Como o Senhor Supremo é a causa de todas as causas, Ele é a Superalma de todas as entidades vivas individuais, e Ele existe tanto como a causa remota, quanto como a imediata. Uma vez que Ele independe das emanações materiais, mantém-Se livre de suas interações e é o Senhor da natureza material. Portanto, deveis ocupar­-vos em Seu serviço devocional, julgando-vos qualitativamente iguais a Ele.

Comentário

SIGNIFICADO—Segundo os cálculos védicos, existem três causas da criação – o tempo, os ingredientes e o criador. Combinados, eles chamam-se tritayātmaka, as três causas.
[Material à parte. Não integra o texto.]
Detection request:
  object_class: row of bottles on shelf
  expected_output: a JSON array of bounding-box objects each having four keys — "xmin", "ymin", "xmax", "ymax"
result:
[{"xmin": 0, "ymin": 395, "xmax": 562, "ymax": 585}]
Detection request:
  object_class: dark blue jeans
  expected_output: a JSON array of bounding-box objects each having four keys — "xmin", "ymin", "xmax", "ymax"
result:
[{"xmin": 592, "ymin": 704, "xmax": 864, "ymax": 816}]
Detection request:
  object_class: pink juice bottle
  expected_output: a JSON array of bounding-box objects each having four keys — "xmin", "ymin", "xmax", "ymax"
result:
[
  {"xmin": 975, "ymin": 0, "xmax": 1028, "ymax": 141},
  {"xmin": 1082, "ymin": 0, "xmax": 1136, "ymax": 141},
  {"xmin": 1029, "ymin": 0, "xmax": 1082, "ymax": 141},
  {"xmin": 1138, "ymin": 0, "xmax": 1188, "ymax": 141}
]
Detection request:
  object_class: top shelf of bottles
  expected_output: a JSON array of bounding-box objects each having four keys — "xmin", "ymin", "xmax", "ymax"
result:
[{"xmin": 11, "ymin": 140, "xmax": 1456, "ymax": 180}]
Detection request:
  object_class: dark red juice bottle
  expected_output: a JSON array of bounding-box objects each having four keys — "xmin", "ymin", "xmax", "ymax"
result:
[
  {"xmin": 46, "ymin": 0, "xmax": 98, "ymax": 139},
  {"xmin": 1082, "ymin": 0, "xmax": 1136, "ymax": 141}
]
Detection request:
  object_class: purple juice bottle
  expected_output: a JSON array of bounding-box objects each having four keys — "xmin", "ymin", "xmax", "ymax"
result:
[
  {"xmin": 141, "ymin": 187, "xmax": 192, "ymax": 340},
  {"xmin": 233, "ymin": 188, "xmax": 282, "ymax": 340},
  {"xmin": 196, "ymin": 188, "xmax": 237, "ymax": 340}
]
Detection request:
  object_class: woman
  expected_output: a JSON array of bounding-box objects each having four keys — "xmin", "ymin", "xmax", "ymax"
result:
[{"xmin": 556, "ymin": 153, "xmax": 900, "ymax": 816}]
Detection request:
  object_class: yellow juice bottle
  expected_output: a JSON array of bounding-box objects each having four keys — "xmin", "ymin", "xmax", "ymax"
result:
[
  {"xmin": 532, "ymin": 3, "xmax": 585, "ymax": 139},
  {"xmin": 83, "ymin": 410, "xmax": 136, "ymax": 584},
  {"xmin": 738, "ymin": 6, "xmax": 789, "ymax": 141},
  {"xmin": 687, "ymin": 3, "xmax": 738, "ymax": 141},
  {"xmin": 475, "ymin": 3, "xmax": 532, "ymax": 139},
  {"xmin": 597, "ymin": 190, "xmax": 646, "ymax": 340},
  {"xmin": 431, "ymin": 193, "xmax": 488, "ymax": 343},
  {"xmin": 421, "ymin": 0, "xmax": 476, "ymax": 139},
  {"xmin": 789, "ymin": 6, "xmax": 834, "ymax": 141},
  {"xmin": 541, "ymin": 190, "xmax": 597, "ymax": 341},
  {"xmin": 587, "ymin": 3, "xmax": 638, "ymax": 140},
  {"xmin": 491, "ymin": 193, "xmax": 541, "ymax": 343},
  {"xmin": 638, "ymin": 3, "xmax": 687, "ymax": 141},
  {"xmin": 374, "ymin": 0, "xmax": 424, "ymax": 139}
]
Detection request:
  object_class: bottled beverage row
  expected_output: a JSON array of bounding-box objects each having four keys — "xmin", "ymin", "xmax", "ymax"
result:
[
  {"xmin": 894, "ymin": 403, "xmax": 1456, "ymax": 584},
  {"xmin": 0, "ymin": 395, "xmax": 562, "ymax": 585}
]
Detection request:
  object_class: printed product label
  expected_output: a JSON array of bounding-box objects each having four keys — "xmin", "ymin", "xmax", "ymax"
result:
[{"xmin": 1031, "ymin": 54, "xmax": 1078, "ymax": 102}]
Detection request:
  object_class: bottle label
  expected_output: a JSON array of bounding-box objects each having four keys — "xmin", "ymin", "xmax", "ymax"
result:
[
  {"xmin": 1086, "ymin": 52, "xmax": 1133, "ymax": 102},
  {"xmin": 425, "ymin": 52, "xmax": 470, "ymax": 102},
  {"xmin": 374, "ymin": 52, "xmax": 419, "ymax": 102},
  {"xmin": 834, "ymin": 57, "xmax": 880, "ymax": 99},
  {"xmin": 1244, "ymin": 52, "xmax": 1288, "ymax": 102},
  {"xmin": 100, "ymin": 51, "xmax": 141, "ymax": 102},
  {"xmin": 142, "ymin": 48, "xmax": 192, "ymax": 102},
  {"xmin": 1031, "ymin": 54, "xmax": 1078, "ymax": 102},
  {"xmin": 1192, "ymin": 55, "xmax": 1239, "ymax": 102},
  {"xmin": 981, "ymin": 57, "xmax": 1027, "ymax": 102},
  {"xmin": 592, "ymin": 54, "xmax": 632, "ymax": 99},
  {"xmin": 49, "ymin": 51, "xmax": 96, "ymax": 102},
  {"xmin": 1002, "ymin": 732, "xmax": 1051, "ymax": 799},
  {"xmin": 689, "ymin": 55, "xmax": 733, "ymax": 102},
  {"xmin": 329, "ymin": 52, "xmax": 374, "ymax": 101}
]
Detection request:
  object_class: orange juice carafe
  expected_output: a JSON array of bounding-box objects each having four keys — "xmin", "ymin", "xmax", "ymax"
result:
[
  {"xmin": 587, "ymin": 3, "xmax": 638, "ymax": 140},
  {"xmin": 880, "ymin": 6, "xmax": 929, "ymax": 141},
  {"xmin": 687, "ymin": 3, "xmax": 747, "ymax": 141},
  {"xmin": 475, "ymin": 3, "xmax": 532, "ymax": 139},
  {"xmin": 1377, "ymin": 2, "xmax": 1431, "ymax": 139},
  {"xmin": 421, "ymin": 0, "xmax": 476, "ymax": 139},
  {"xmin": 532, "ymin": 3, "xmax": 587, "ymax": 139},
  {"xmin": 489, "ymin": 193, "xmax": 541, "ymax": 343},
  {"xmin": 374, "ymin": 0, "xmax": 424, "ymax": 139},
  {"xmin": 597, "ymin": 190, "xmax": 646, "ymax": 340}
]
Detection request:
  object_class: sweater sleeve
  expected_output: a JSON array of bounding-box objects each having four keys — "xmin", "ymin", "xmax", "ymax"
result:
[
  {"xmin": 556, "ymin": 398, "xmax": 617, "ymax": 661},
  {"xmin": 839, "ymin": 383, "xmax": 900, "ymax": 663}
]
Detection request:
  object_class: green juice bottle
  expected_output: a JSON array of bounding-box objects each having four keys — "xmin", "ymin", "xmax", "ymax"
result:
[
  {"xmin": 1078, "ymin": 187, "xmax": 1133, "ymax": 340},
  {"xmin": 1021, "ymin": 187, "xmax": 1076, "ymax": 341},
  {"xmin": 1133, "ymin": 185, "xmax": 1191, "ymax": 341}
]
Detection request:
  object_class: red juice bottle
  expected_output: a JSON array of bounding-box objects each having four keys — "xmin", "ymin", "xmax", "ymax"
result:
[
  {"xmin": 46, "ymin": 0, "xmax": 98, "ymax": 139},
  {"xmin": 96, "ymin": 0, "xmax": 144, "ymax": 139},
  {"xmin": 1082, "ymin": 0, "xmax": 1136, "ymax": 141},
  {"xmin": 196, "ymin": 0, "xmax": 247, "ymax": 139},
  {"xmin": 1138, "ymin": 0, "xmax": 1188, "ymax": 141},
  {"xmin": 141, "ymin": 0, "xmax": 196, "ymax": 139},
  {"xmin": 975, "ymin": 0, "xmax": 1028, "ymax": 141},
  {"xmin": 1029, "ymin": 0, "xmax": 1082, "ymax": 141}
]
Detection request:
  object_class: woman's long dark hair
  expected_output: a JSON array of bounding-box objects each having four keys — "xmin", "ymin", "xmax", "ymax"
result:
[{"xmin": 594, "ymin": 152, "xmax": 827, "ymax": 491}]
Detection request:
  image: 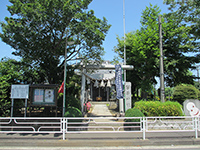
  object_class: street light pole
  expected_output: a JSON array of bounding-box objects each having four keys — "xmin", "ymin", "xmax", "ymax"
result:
[
  {"xmin": 158, "ymin": 16, "xmax": 165, "ymax": 103},
  {"xmin": 63, "ymin": 38, "xmax": 67, "ymax": 117},
  {"xmin": 123, "ymin": 0, "xmax": 126, "ymax": 110},
  {"xmin": 63, "ymin": 37, "xmax": 74, "ymax": 117}
]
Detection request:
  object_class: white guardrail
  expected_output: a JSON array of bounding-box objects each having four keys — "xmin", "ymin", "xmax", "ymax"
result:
[{"xmin": 0, "ymin": 116, "xmax": 200, "ymax": 140}]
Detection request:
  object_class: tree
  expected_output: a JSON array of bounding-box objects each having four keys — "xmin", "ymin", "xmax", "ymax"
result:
[
  {"xmin": 0, "ymin": 0, "xmax": 110, "ymax": 83},
  {"xmin": 115, "ymin": 5, "xmax": 160, "ymax": 95},
  {"xmin": 163, "ymin": 4, "xmax": 199, "ymax": 87},
  {"xmin": 164, "ymin": 0, "xmax": 200, "ymax": 40},
  {"xmin": 115, "ymin": 5, "xmax": 200, "ymax": 98}
]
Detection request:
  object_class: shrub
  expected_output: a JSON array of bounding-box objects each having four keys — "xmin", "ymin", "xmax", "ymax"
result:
[
  {"xmin": 173, "ymin": 84, "xmax": 199, "ymax": 104},
  {"xmin": 134, "ymin": 101, "xmax": 183, "ymax": 117}
]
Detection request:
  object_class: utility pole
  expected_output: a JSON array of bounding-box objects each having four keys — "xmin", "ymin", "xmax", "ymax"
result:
[
  {"xmin": 123, "ymin": 0, "xmax": 126, "ymax": 110},
  {"xmin": 158, "ymin": 16, "xmax": 165, "ymax": 103},
  {"xmin": 63, "ymin": 37, "xmax": 74, "ymax": 117}
]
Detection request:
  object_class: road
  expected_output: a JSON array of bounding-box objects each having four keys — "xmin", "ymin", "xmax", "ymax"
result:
[{"xmin": 0, "ymin": 145, "xmax": 200, "ymax": 150}]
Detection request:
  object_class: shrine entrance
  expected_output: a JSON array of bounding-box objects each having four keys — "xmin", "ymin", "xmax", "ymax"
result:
[{"xmin": 80, "ymin": 62, "xmax": 133, "ymax": 112}]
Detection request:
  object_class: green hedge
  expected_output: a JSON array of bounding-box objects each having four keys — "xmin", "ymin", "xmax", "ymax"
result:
[
  {"xmin": 173, "ymin": 84, "xmax": 200, "ymax": 104},
  {"xmin": 134, "ymin": 101, "xmax": 183, "ymax": 117}
]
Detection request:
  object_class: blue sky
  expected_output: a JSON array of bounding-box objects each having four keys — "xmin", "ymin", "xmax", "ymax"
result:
[{"xmin": 0, "ymin": 0, "xmax": 168, "ymax": 60}]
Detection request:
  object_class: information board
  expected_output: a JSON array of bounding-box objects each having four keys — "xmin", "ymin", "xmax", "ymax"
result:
[
  {"xmin": 11, "ymin": 84, "xmax": 29, "ymax": 99},
  {"xmin": 125, "ymin": 82, "xmax": 132, "ymax": 111}
]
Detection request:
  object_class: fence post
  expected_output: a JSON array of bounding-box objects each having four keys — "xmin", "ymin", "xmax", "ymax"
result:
[
  {"xmin": 142, "ymin": 117, "xmax": 146, "ymax": 140},
  {"xmin": 62, "ymin": 118, "xmax": 65, "ymax": 140},
  {"xmin": 194, "ymin": 117, "xmax": 198, "ymax": 139}
]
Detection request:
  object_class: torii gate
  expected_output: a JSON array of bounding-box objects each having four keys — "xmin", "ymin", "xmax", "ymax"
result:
[{"xmin": 80, "ymin": 64, "xmax": 133, "ymax": 112}]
Tudo neste mundo material é criado por essas três causas. Todas essas causas encontram-se na Personali­dade de Deus. Como confirma a Brahma-saṁhitā, sarva-kāraṇa­-kāraṇam. Nārada Muni, portanto, aconselha aos Pracetās que ado­rem a causa direta, a Suprema Personalidade de Deus. Como se afirmou antes, quando se rega a raiz de uma árvore, todas as suas partes recebem energia. De acordo com o conselho de Nārada Muni, todos devem ocupar-se diretamente em serviço devocional. Isso incluirá todas as atividades piedosas. O Caitanya-caritāmṛta afirma que kṛṣṇe bhakti kaile sarva-karma kṛta haya: quem adora o Senhor Supremo, Kṛṣṇa, em serviço devocional automaticamente executa toda espécie de atividades piedosas. Neste verso, as pala­vras sva-tejasā dhvasta-guṇa pravāham são muito significativas. A Suprema Personalidade de Deus jamais Se deixa afetar pelas quali­dades materiais, embora todas elas emanem de Sua energia espiritual. Aqueles que são realmente versados neste conhecimento podem utilizar tudo a serviço do Senhor porque nada neste mundo material é desvinculado da Suprema Personalidade de Deus.

Texto

dayayā sarva-bhūteṣu
santuṣṭyā yena kena vā
sarvendriyopaśāntyā ca
tuṣyaty āśu janārdanaḥ

Sinônimos

dayayā — tendo misericórdia; sarva-bhūteṣu — de todas as enti­dades vivas; santuṣṭyā — ficando satisfeito; yena kena — de alguma forma; sarva-indriya — todos os sentidos; upaśāntyā — controlando; ca — também; tuṣyati — fica satisfeito; āśu — muito rapidamente; janār­danaḥ — o Senhor de todas as entidades vivas.

Tradução

Tendo misericórdia de todas as entidades vivas, ficando satisfeito de uma maneira ou outra e controlando o gozo dos sentidos, pode-se muito rapidamente satisfazer a Suprema Personalidade de Deus, Janār­dana.

Comentário

SIGNIFICADO—Essas são algumas das maneiras pelas quais o devoto pode satis­fazer a Suprema Personalidade de Deus. O primeiro item mencio­nado é dayayā sarva-bhūteṣu, ter misericórdia de todas as almas condicionadas. A melhor maneira de mostrar misericórdia é difundir a consciência de Kṛṣṇa. O mundo inteiro está sofrendo por falta deste conhecimento. Todos devem saber que a Suprema Personali­dade de Deus é a causa original de tudo. Sabendo disso, todos devem ocupar-se diretamente em Seu serviço devocional. Aqueles que são realmente eruditos, avançados em compreensão espiritual, devem pregar a consciência de Kṛṣṇa no mundo inteiro para que as pessoas possam adotá-la e fazer de suas vidas um pleno êxito.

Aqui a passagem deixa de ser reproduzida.